Quasistatic and reversible are not the same thing. For example you can mix two gases very slowly (quasistatic) but you can't reverse that easily. The reason is that the entropy between the starting point and the endpoint has increased and that's a main characteristic of an irreversible process.
• You say it is in equilibrium the whole time. That means an infinitesimally small particle is removed each and every time. So basically, the system remains where it was before even after removing all the particles one-by-one. But that doesn't happen when you remove all of them together. I don't get this.
(1 vote) • Think of this as "baby steps". If, instead of using infinitesimally small particles, let's use sand. After removing a single grain, the system would become chaotic, but only very mildly so. After a very short amount of time it would come back to equilibrium. We could take our measurements, and move on to the next grain. Reducing the size of those grains reduces the time it takes to reach equilibrium, such that an infinitesimally small particle will take an infinitesimally short amount of time.
You might need to wrap your head around equilibrium in general to better understand this. The essential point is that the system becomes non-uniform temporarily. The temperature and pressure is not consistent all the way through. Theoretically the average temperature and pressure of all points within the volume will always fall along the line he plotted, but there is no way to measure the pressure at every point simultaneously. It is therefore necessary to wait for the system to come to equilibrium before gathering any meaningful information from it.
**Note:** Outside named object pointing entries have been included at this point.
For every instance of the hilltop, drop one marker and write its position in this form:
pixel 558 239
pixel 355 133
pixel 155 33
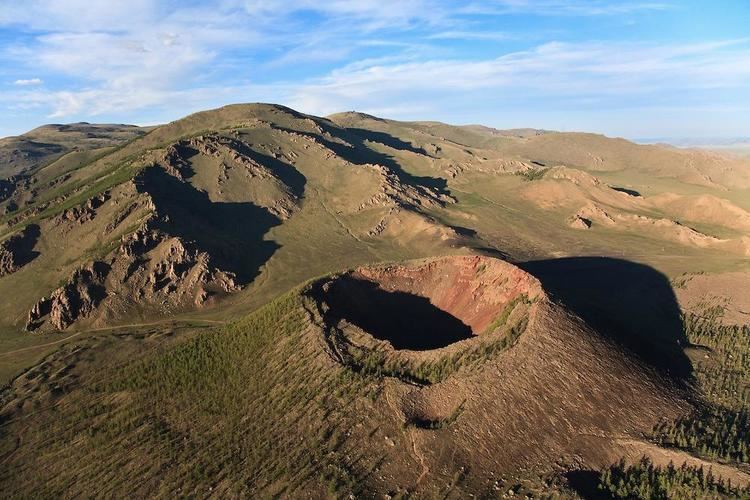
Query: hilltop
pixel 548 300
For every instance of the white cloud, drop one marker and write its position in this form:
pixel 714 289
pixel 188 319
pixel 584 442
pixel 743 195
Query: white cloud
pixel 587 74
pixel 28 82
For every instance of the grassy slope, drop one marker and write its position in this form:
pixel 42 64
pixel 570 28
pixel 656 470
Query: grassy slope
pixel 319 239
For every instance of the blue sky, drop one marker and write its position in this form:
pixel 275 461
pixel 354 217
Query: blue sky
pixel 672 68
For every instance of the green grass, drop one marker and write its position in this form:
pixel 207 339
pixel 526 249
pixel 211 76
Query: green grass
pixel 646 481
pixel 251 401
pixel 721 430
pixel 378 363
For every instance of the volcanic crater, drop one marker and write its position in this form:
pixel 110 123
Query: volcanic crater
pixel 427 304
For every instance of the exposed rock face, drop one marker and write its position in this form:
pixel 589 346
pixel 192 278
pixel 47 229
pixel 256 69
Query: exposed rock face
pixel 76 299
pixel 238 163
pixel 578 222
pixel 84 213
pixel 18 250
pixel 158 268
pixel 395 193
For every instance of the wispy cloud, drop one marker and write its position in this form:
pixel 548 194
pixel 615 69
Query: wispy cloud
pixel 25 82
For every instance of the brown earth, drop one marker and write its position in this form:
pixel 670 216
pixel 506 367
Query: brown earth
pixel 563 390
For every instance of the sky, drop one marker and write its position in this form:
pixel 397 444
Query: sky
pixel 635 69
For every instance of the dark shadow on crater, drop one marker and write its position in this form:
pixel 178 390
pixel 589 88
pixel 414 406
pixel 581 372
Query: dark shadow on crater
pixel 407 321
pixel 585 483
pixel 387 140
pixel 232 233
pixel 283 171
pixel 629 192
pixel 21 246
pixel 632 303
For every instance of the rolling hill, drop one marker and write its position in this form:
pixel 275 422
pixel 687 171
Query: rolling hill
pixel 471 310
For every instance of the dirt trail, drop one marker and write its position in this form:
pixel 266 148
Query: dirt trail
pixel 635 449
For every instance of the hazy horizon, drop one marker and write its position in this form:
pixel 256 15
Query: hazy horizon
pixel 628 69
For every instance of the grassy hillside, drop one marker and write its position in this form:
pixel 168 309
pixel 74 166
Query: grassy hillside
pixel 139 270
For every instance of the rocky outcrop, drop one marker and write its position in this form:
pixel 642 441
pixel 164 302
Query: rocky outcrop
pixel 18 250
pixel 76 299
pixel 578 222
pixel 395 193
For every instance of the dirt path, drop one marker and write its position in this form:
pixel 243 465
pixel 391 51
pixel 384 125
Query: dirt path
pixel 132 325
pixel 635 449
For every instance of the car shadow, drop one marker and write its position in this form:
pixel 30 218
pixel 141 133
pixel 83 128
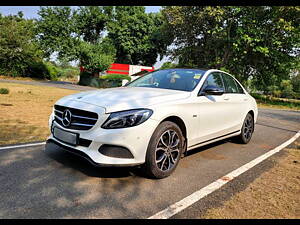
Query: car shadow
pixel 208 146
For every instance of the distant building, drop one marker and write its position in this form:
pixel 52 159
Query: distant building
pixel 127 69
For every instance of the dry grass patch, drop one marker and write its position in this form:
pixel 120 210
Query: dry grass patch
pixel 275 194
pixel 25 111
pixel 269 106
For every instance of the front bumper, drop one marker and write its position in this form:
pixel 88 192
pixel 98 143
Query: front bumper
pixel 135 139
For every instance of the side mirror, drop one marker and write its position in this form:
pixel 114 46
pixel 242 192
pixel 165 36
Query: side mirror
pixel 212 90
pixel 125 82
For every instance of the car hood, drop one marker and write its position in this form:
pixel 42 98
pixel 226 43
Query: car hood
pixel 124 98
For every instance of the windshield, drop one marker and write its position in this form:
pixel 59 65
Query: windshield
pixel 175 79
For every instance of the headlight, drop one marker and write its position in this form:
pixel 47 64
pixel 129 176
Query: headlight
pixel 128 118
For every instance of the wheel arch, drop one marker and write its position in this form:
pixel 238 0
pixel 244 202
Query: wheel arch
pixel 252 114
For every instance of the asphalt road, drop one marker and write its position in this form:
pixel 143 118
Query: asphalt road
pixel 46 182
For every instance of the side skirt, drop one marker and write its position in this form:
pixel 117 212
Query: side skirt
pixel 235 133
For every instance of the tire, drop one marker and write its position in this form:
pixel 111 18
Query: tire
pixel 162 157
pixel 247 130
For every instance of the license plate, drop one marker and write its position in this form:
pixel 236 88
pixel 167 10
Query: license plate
pixel 65 136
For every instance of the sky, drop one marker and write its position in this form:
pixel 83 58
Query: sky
pixel 30 12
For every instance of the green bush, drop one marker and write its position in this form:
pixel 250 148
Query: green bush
pixel 4 91
pixel 52 71
pixel 69 72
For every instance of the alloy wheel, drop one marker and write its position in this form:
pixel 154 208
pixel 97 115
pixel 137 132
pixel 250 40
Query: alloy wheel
pixel 167 150
pixel 248 127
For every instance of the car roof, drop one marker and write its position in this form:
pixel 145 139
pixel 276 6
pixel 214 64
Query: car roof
pixel 203 69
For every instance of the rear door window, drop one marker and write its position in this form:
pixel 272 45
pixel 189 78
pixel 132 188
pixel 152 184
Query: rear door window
pixel 230 84
pixel 213 79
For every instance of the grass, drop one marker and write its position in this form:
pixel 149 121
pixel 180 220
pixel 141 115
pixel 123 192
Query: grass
pixel 4 91
pixel 25 111
pixel 21 78
pixel 275 194
pixel 279 103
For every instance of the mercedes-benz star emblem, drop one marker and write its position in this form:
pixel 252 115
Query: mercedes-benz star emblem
pixel 66 118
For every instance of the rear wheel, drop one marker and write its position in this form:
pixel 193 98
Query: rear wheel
pixel 164 150
pixel 247 130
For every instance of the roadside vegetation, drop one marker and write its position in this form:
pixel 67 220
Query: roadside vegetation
pixel 25 110
pixel 275 194
pixel 268 101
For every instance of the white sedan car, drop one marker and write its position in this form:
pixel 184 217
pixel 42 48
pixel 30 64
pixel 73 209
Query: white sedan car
pixel 154 120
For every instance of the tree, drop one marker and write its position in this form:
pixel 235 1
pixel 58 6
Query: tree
pixel 251 42
pixel 76 35
pixel 18 50
pixel 136 35
pixel 168 65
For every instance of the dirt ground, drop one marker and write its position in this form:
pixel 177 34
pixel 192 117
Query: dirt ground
pixel 25 111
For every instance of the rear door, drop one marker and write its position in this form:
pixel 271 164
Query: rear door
pixel 236 103
pixel 213 110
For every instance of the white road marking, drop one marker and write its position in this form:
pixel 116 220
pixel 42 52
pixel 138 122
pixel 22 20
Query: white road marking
pixel 196 196
pixel 24 145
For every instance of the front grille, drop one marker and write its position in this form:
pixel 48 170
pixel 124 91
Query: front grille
pixel 80 120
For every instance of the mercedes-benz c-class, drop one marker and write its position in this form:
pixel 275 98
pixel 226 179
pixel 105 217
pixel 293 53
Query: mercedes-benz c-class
pixel 154 120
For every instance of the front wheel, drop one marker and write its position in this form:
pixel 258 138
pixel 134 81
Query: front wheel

• Are microstates also known as INTENSIVE properties ? • So, this is probably a definition issue, but why does a reversible process have to go through infinitesimal changes like a quasi-static process? Doesn't a process which does not lose energy to friction and heat dissipation and which is also able to fully reverse between two states already qualify as a reversible process? Why should it matter if I take one grain of sand away or a big amount of it if by doing the opposite I end up perfectly in the state I started in for both cases?

Is it because the definition of a reversible process is that we need to have 'well-defined' system states to be measured and that the path from initial to final state, like that of a quasi-static process, must be shown? I'm wondering because making a big change, although you will experience a much more dynamic change (oscillations of states etc), you will still end up with equilibrium with time. So say you go from state 1 to state 2 by taking away 1 kg of sand grain by grain which takes a lot of time. Compare this with taing away 1 kg of sand instantaneously and waiting for equilibrium to occur. Both approaches will get from the same state 1 to the same state 2. Now reverse the process by doing the opposite and both will get back to the same initial state. Can the second approach of taking away a large instead of an infinitesimal amount still be called a 'reversible process'?

**UPDATE
Just realized that Sal explained what I wrote in my two comments to this question at the very end of the video (from ). • My take on it is that if you jumped from state A to B quickly (like by removing the large rock off the piston) you would lose a lot of energy to friction, air turbulence, heat, vibration, etc. There is probably also inefficiency in the inner gas having to quickly rearrange itself to equalize pressure and temperature. So I don't know if you can say "non-quasi-static" AND "no heat or energy loss" in this example. I don't think state 2 will be the same if you do this quickly and slowly, which was your assumption.
• Would it be possible for a completely static process, similar to the ones shown in the video? For example, instead of removing a grain of sand at a time, what if you removed an atom or molecule at each time. Would there still be an extremely small period of the system being undefined or is it possible through removing an amount so small that there would be no time when the system is undefined or completely negligible? • Mathematically , if only infinitesimal quantities of pressure is reduced at a time, then the process is actually quasistatic (in the limit the quantity approaches zero). But in reality,, if any non-zero finite amount be removed at a time from "heap of molecules" exerting pressure, it would, (although for a super-smalll interval, be in inequilibrium.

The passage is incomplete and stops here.